Samedi, le village de Ivémbeni a accueilli les membres de Girls and Tech Comores venus honorer Rahamata Ahamada, l’une des cinq lauréates sélectionnées dans le cadre du projet, dont trois à Ndrouani, une à Ivémbeni et une à Moroni. Entourée des siens et des habitants du village, la jeune femme a vu son engagement salué au cours d’une cérémonie empreinte de fierté collective. Prenant la parole, la présidente de GTC, Asmina Saïd Ahmed, a tenu à mettre en lumière « les efforts de la lauréate pour mener à bien son idée de projet axé autour de l’exploitation de la patate douce afin de répondre aux besoins tant de sa communauté que de la population en général ». Un projet ancré dans le terroir, qui valorise les ressources locales tout en ouvrant des perspectives économiques.
Le représentant du village n’a pas caché sa satisfaction face à l’aboutissement de cette initiative. « Vous êtes venus nous voir il y a presque un an pour nous présenter votre projet et aujourd’hui nous en voyons le résultat. Certes, ce n’est que le début, mais permettez-moi, au nom de Ivémbeni et de la famille de Rahamata, de vous remercier. Nous sommes convaincus que vous reviendrez pour nous présenter d’autres projets et les portes vous sont ouvertes. » La cérémonie s’est conclue autour d’une dégustation de produits locaux, notamment à base de patate douce et de manioc, illustrant concrètement le potentiel des initiatives portées. Après une première étape à Ndrouani, la tournée s’est poursuivie dimanche à Moroni, dans le quartier de Djumwa Mdji, au cœur de la Médina. Ici, c’est Faoula Issa qui a été mise à l’honneur pour son projet de valorisation des gâteaux comoriens. La mobilisation des habitants du quartier et des autorités locales a donné à l’événement une dimension particulière.
Visiblement émue, la lauréate a présenté son projet en évoquant son histoire personnelle. « C’est l’héritage de ma mère, qui nous a élevés en préparant des gâteaux comoriens. Je souhaite sauvegarder ce patrimoine qui me semble être en train de disparaître. Il me manquait les moyens pour concrétiser et consolider ce savoir-faire que je pratique déjà. » Un témoignage poignant, accueilli avec une vive émotion dans l’assistance. Le secrétaire général de la mairie de Moroni a salué cette réussite en affirmant que « c’est Moroni qui sort gagnant », tout en assurant le soutien des autorités municipales pour faciliter l’installation de l’activité.
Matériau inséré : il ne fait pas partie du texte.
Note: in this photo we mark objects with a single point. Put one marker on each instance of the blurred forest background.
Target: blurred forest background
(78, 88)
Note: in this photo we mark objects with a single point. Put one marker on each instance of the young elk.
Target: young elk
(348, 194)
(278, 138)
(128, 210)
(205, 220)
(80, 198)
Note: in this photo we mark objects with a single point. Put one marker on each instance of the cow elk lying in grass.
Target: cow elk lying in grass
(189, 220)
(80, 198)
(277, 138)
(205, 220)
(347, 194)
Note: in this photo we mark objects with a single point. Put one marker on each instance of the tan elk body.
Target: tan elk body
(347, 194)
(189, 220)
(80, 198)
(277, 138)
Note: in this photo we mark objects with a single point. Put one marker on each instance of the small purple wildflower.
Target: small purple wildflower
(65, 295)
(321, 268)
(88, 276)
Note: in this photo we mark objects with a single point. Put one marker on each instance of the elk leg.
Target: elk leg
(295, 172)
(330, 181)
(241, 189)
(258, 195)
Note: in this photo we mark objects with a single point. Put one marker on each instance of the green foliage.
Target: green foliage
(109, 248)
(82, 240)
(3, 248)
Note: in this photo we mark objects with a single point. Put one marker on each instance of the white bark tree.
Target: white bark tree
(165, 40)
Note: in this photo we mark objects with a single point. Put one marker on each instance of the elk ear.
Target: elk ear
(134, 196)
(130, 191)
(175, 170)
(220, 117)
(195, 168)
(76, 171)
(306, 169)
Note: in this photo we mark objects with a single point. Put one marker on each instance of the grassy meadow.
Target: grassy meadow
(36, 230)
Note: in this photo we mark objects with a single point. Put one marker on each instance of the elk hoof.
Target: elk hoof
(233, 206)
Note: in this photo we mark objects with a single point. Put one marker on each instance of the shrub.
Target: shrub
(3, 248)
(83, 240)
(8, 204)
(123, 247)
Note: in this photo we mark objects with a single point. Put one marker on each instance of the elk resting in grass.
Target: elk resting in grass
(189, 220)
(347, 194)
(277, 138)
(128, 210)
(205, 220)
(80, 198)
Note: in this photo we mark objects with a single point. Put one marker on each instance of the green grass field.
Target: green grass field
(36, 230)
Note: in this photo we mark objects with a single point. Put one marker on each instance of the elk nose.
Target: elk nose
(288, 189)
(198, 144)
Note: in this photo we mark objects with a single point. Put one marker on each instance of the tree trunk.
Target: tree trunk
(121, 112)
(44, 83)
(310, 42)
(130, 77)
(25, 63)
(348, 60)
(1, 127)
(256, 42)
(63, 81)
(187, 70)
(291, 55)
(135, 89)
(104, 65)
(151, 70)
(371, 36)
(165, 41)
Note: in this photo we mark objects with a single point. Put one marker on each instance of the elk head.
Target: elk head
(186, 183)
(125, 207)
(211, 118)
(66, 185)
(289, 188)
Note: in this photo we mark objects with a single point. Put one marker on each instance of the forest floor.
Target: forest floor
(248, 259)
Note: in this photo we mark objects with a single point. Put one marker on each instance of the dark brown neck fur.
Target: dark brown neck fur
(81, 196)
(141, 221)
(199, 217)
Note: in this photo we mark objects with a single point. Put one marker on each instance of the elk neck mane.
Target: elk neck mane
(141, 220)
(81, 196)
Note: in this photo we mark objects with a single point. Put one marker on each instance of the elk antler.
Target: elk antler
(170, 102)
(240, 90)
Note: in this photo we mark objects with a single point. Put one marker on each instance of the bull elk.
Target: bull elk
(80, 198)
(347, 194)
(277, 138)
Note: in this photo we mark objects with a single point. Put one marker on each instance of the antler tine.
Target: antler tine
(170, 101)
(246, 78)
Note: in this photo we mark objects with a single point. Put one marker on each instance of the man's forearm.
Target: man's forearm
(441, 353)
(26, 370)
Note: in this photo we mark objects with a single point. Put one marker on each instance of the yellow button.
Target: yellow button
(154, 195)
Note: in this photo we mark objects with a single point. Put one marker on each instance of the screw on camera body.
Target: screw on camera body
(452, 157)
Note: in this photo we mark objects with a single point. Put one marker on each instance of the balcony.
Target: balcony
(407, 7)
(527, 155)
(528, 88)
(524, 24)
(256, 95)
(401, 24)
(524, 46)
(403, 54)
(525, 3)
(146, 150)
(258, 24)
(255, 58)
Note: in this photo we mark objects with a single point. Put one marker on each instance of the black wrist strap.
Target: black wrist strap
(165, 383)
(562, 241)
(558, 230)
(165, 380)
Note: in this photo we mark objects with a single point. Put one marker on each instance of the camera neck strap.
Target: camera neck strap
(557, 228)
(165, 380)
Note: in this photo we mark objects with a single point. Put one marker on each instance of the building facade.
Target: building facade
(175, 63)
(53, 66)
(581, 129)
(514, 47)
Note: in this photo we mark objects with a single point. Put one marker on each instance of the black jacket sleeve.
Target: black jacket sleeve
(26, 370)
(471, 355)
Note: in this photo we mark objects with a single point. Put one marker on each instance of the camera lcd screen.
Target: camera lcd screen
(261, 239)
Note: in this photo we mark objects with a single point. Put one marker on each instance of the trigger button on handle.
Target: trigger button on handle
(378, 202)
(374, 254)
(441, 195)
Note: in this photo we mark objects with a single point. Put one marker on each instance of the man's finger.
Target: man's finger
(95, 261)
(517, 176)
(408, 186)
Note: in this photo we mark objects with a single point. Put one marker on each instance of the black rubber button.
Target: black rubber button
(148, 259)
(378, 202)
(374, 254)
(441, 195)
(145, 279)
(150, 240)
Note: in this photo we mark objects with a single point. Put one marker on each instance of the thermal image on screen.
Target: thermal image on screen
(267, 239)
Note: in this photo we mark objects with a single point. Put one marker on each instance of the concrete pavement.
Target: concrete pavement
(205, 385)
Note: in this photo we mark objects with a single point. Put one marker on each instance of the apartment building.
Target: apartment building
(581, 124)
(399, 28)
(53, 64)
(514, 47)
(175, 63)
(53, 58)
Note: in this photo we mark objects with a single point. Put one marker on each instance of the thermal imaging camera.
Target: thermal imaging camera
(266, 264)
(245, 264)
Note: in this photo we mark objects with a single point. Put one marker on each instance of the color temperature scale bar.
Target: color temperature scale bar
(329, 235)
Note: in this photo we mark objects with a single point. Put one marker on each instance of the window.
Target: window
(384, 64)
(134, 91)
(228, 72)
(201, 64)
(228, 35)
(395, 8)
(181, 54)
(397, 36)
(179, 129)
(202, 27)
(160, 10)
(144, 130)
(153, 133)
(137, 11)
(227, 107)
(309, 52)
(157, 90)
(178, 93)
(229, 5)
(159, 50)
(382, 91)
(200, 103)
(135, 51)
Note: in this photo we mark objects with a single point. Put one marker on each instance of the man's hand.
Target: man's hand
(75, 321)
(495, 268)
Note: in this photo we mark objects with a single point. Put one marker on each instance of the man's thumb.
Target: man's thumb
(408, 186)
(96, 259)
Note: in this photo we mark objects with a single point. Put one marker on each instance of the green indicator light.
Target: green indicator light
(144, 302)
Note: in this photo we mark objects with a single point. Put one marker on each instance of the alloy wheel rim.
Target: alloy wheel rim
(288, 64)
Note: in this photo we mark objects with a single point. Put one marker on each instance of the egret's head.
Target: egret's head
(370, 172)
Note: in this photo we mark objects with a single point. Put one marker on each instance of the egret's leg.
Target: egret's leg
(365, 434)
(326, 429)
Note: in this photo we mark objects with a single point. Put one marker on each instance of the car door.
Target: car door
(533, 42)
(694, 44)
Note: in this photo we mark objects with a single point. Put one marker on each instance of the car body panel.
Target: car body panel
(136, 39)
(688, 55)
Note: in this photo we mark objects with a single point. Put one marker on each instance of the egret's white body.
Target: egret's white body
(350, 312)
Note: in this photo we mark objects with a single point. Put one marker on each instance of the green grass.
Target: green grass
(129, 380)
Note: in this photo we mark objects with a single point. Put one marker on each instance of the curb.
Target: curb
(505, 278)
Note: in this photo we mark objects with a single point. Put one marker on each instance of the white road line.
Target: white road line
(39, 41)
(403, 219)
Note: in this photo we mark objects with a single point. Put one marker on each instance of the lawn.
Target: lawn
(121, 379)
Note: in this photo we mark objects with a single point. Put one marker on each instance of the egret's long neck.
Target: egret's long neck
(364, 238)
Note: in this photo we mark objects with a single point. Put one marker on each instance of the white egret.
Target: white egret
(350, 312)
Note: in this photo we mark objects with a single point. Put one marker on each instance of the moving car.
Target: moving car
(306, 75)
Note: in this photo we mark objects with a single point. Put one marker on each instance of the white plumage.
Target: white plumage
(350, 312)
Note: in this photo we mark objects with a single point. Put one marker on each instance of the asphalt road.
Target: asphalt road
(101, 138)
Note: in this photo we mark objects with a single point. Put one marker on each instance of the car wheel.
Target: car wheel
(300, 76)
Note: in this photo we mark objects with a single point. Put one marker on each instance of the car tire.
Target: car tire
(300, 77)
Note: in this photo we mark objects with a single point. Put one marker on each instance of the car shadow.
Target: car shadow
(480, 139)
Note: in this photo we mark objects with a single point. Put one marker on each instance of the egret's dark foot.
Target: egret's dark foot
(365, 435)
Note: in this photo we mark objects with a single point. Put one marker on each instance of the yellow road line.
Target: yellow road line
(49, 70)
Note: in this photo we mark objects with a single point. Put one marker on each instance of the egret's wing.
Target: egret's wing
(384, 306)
Dans le même esprit, Baraka Mmadi Mnamdji, ancienne présidente de l’association du quartier Ngao, a insisté sur « la fierté de voir une enfant du quartier être honorée pour son savoir-faire », appelant les femmes à saisir les opportunités similaires.
Le représentant du quartier, Fundi Aboubacar Mnamdji, a également souligné l’importance du dispositif d’accompagnement mis en place. « Nous espérons que c’est le début d’une belle histoire pour notre ville et notre quartier. Le fait que les fonds soient gérés via un compte supervisé est une garantie qui protège la lauréate », a-t-il déclaré, suscitant quelques sourires dans l’assistance. Au nom de GTC, Anzize Koudra, expert national en communication, a rappelé l’engagement de l’association. « C’est une fierté pour GTC d’avoir accompagné 15 candidates en incubation et d’aboutir aujourd’hui à cinq lauréates. Les autres participantes seront également accompagnées pour mobiliser de nouveaux financements. GTC demeure mobilisée pour l’épanouissement économique des femmes aux Comores. »
La cérémonie s’est clôturée par une dégustation de spécialités préparées par Faoula et les femmes du quartier, du goudougoudou au lihoho, en passant par les samboussa et badjiya. Une manière gourmande d’annoncer une future activité dont l’ouverture est déjà attendue du côté de Djumwa Mdji. De Ivémbeni à Moroni, cette tournée de remise d’attestations aura surtout mis en lumière des parcours de femmes déterminées, soutenues par leurs communautés, et désormais engagées sur la voie de l’autonomisation économique.